Del. Ken Plum: Happy Thanksgiving 2018

This is an opinion column by Del. Ken Plum (D), who represents Reston in Virginia’s House of Delegates. It does not reflect the opinion of Reston Now.

Festivals of Thanksgiving have been celebrated throughout history with most centered around a time of harvest of food. Communities came together to support each other in the work of harvesting crops and to celebrate together the bounty of the fields. Early forms of religion gave significance to the harvesting process and to the gifts of their gods in providing sustenance to the people.

The official holiday of Thanksgiving as celebrated in America today has little resemblance to the early feasts. There are certainly foods that are associated with the holiday, but the attention to Thanksgiving today is divided among consumer sales specials, football games, and a prelude to the bigger holidays that follow later in the year.

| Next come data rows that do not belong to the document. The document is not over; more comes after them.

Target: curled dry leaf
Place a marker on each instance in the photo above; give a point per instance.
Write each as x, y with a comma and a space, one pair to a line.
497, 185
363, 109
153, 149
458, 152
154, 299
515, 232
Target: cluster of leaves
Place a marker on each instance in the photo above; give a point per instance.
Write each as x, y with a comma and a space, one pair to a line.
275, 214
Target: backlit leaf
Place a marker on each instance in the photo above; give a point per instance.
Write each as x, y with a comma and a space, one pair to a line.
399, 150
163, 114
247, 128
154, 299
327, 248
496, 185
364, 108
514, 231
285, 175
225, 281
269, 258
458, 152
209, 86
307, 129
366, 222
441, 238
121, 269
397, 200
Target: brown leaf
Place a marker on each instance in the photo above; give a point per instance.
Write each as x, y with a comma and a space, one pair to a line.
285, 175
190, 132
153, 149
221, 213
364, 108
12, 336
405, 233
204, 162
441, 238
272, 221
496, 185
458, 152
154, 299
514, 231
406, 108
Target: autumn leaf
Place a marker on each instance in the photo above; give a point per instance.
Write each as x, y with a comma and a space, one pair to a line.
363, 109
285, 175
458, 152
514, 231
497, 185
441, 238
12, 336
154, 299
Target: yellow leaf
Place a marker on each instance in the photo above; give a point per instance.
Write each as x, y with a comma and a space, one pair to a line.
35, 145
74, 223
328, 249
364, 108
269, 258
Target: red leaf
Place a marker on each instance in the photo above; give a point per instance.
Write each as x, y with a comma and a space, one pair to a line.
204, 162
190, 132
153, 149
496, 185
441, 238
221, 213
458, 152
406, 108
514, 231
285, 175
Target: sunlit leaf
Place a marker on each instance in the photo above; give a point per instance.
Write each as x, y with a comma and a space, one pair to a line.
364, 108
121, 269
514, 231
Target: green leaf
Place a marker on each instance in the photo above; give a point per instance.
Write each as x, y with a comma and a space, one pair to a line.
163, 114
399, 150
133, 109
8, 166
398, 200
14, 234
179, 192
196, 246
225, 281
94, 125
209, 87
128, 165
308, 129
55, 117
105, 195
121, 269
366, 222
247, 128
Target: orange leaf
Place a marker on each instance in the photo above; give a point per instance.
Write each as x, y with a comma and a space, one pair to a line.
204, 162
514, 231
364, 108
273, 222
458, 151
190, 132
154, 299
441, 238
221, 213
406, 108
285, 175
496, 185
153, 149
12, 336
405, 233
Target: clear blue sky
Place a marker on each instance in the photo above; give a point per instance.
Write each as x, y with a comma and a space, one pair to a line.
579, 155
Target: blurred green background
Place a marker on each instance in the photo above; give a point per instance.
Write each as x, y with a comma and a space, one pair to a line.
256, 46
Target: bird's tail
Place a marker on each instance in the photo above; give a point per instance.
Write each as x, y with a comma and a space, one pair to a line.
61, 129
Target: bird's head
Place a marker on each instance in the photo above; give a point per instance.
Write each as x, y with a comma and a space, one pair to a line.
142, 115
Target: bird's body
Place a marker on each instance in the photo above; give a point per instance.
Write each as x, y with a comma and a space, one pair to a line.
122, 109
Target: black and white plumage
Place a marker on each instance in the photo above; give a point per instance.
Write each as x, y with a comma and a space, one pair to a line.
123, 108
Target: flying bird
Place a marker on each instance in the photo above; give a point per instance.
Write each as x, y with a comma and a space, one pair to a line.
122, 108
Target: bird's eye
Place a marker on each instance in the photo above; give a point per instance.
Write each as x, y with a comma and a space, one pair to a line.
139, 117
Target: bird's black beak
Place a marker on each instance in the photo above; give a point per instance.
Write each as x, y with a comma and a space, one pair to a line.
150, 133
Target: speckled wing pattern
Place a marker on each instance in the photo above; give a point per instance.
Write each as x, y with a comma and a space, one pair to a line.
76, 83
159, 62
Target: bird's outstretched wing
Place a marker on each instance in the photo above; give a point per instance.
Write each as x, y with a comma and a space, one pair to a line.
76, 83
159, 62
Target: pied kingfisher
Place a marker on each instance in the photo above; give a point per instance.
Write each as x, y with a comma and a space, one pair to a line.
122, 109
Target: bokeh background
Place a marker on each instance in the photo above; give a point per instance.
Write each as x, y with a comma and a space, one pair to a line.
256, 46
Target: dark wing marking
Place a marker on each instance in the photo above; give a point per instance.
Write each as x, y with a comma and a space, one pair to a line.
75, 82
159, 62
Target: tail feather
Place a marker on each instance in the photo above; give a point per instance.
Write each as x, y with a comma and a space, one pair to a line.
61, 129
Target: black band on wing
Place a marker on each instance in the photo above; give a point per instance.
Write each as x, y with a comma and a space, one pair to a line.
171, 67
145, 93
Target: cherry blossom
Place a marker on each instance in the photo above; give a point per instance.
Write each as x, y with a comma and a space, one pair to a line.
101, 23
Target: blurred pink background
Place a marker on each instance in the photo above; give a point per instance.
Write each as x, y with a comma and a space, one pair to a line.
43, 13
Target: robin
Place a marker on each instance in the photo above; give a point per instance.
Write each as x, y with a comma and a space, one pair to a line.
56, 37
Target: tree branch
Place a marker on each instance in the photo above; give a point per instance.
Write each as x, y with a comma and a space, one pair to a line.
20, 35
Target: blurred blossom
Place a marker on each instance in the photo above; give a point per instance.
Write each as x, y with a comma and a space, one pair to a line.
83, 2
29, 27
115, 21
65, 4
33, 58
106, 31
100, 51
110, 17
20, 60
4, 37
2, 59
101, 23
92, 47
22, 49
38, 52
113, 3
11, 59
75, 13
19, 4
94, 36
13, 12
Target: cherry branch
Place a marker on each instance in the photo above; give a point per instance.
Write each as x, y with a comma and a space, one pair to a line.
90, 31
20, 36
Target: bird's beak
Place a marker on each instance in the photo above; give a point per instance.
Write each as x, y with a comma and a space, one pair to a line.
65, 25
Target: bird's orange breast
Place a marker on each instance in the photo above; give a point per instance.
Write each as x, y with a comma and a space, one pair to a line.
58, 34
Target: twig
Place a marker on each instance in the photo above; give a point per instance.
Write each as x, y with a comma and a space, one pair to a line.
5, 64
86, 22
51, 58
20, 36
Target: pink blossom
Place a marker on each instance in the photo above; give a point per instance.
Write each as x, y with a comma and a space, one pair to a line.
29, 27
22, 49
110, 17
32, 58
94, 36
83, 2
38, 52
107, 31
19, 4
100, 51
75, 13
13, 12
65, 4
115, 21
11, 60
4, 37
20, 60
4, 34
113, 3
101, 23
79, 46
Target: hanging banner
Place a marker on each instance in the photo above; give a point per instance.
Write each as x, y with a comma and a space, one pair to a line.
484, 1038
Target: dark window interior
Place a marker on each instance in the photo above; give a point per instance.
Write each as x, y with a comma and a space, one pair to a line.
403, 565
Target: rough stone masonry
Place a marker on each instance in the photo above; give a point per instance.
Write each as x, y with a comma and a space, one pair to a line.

President George Washington issued the first Thanksgiving Proclamation to bring attention to the blessings the new country enjoyed. President Thomas Jefferson did not follow through probably believing it was too much like a religious act with which the government should not be involved. It was not until President Abraham Lincoln issued a proclamation to bring attention to the blessings the country had even during the Civil War that the tradition was revived and continues with some small tweaks to today.

The tradition of celebrating the harvest as a custom continued in many cultures and communities apart from the government naming it a holiday. The Commonwealth of Virginia celebrating its red-letter year of 1619 when the first representative assembly met in the new world and women and Africans were brought to the Virginia colony also points out that in 1619 an act of Thanksgiving took place at Berkeley Plantation on the James River when a new group of colonizers arrived. For many, what happened at Berkeley was the first English Thanksgiving in America and should be recognized as such. After all, the English on the James River in Virginia were celebrating a Thanksgiving before the Puritans left England for Massachusetts.

To learn more about Virginia’s plans to celebrate the “first” Thanksgiving and the other very significant events in a quadricentennial celebration of 1619, visit americanevolution2019.com.

Recognizing the long and multi-faceted celebrations of Thanksgiving, how can we cut through the commercialism of the holiday and give it meaning in today’s complex world? There is much that causes me and others a great deal of distress from our government’s loss of a moral compass to the rise in acts of hate to the hunger and poverty around the world. Within that, however, there are many wonderful people doing great deeds and communities of diverse people living together and looking out for each other in harmony and mutual respect.

Sharing foods as part of the tradition of Thanksgiving is good but should not be the end result. Thanksgiving offers a time for reflection. It can be less a time of acquiring or wishing for what we don’t have and more a time of appreciating what we do have. Find time to be grateful today. I am thankful for you!